CaLMQA: Exploring culturally specific long-form question answering across 23 languages
arxiv(2024)
Abstract
Large language models (LLMs) are commonly used for long-form question
answering, which requires them to generate paragraph-length answers to complex
questions. While long-form QA has been well-studied in English via many
different datasets and evaluation metrics, this research has not been extended
to cover most other languages. To bridge this gap, we introduce CaLMQA, a
collection of 2.6K complex questions spanning 23 languages, including
under-resourced, rarely-studied languages such as Fijian and Kirundi. Our
dataset includes both naturally-occurring questions collected from community
web forums as well as questions written by native speakers, whom we hire for
this purpose. Our process yields diverse, complex questions that reflect
cultural topics (e.g. traditions, laws, news) and the language usage of native
speakers.
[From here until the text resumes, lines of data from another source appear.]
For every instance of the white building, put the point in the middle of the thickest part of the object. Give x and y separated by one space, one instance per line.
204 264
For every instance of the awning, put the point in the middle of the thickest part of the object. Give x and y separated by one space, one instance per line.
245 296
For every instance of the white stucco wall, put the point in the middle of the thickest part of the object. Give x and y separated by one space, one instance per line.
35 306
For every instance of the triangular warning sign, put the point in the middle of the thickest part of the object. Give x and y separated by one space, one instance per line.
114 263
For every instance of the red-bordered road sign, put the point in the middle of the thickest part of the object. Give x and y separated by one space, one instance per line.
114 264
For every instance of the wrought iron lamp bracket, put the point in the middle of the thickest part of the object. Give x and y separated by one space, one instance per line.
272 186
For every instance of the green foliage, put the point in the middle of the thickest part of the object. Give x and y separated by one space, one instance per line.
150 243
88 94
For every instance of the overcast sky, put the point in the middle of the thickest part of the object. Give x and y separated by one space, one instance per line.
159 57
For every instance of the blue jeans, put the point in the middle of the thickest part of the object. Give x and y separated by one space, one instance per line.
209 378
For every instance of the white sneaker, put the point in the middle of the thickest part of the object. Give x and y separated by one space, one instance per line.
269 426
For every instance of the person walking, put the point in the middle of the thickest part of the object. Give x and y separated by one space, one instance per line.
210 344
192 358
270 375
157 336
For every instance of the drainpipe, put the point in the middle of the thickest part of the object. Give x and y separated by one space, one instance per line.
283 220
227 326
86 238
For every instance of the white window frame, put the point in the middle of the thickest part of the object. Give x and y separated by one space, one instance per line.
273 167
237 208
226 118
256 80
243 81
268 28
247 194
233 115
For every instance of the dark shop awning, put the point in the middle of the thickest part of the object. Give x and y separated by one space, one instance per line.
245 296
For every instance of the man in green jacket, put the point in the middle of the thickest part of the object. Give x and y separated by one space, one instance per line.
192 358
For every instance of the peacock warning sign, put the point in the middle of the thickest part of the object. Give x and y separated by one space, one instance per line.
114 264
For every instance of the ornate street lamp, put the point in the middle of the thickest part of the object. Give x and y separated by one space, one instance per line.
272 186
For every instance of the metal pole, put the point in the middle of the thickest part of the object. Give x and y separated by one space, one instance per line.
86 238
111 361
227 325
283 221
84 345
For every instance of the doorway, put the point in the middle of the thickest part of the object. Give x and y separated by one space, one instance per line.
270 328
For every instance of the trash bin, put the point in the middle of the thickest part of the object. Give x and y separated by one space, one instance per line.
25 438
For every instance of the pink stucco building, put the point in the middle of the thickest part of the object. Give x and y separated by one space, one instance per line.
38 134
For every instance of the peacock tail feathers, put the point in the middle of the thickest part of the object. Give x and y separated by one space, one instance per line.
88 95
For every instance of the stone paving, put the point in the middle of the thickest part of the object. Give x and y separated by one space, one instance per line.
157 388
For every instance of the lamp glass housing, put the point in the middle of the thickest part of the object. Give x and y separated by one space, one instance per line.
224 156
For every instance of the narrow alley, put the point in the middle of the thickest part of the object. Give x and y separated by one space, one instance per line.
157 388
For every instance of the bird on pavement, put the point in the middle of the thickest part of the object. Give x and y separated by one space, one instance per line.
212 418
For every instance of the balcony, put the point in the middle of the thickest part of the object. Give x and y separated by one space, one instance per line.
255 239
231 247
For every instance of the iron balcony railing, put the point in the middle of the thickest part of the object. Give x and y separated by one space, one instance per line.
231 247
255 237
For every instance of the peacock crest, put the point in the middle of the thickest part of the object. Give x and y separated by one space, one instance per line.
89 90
We conduct automatic evaluation across a suite of open- and
closed-source models using our novel metric CaLMScore, which detects incorrect
language and token repetitions in answers, and observe that the quality of
LLM-generated answers degrades significantly for some low-resource languages.
We perform human evaluation on a subset of models and see that model
performance is significantly worse for culturally specific questions than for
culturally agnostic questions. Our findings highlight the need for further
research in LLM multilingual capabilities and non-English LFQA evaluation.